La coña, la bronca, los analfabetos, la mentira, el engaño, el ganar dinero como sea, el soborno, el desprecio, la manipulación, el trasegar miserias, la pornografía sentimental, el reírse de la simpleza, el poner la lupa en las miserias, la zafiedad clasista y despótica, el rastrear lo cutre, el burlarse de pobre gente… todo esto -y más- es la materia de este gran hijo de puta y cerdo de cabrones. El culo engrasado por las chuletas de cerdo. Los traspuntes de sus púas diabólicas. Ojalá se muera esa repulsiva cucaracha.

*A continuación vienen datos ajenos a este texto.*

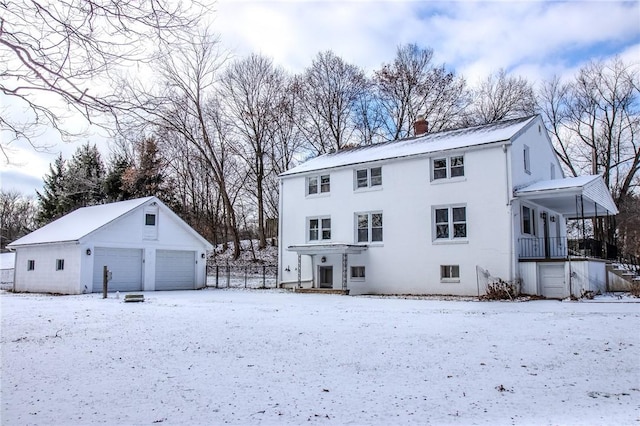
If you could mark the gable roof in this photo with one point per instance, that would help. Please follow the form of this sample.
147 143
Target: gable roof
86 220
501 131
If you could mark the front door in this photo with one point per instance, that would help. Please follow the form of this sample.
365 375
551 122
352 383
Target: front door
325 275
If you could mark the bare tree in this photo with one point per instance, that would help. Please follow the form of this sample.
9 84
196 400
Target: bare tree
412 85
595 122
65 53
328 91
251 89
186 106
501 97
17 216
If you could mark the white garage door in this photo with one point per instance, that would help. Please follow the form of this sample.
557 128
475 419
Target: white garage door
125 266
552 281
175 270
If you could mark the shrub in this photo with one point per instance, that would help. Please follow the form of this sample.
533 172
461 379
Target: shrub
499 289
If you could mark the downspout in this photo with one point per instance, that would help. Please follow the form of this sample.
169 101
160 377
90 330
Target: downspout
280 241
508 204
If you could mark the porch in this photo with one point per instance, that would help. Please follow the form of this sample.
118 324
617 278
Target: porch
558 248
321 279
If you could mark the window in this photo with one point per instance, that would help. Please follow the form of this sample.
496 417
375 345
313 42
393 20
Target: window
528 221
450 273
367 178
315 183
150 219
319 228
357 273
369 227
448 167
450 223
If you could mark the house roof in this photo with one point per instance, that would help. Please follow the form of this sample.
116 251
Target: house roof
575 197
86 220
429 143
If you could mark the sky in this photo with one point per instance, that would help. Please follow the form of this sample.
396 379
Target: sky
532 39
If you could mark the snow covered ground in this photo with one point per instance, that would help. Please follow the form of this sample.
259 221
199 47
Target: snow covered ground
272 357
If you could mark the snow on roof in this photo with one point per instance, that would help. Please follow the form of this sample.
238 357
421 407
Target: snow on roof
79 223
566 183
431 142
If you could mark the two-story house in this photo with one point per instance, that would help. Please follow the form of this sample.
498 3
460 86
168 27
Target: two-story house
438 214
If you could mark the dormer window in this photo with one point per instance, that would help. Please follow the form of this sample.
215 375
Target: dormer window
368 178
318 185
150 219
447 167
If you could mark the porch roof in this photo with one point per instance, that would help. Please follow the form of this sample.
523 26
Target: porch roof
329 248
574 197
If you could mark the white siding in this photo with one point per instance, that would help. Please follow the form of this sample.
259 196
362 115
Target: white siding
45 278
408 260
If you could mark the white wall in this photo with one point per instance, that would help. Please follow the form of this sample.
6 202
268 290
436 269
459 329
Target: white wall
45 278
408 261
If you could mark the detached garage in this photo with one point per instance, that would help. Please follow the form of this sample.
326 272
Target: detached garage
142 243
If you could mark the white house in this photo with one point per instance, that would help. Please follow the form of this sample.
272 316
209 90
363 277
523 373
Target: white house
142 243
7 261
439 214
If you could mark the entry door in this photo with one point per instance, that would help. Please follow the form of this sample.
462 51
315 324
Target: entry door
325 275
552 281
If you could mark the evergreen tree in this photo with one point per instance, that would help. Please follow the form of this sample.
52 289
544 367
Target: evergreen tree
52 200
114 185
146 177
84 183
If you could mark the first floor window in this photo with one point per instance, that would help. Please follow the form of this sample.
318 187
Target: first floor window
319 229
449 272
450 222
369 227
528 221
357 272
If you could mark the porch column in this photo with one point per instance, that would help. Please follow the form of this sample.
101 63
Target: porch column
344 270
299 270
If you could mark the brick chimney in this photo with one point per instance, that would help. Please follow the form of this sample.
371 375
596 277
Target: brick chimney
420 126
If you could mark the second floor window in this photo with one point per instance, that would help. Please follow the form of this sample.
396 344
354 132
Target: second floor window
450 223
368 178
318 185
319 229
369 227
448 167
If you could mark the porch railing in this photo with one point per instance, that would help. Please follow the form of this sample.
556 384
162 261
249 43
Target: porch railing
561 248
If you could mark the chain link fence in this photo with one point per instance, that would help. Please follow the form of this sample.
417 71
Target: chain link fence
242 276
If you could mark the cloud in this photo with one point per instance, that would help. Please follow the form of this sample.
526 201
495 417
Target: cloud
536 39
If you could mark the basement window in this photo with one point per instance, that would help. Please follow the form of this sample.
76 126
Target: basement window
357 273
450 273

Libro de las deposiciones 1

17 de septiembre

De mi «anus» sale una bombonería oleosa de burbujas de claveles putrefactos, y batir de batintín de blandos crujidos como textura. Se viste de gala la loza con las manchas fecales. A la hora del almuerzo me masturbé y, tras la lechosa tendalera, esparcí mi semen por mi estómago. La acriz porno que me excitó estaba llena de tatuajes y tenía una descuidada boca cariada. Por la tarde vi el programa de cotilleos de Tele 5; una difusa y rocosa mierda, una dureza de mollera arbórea y leñosa y diarreica. Cené temprano. Lectura de un libro anodino. No se me va el pánico a los bichejos, en concreto a las polillas, serpientes, ratones y ratas.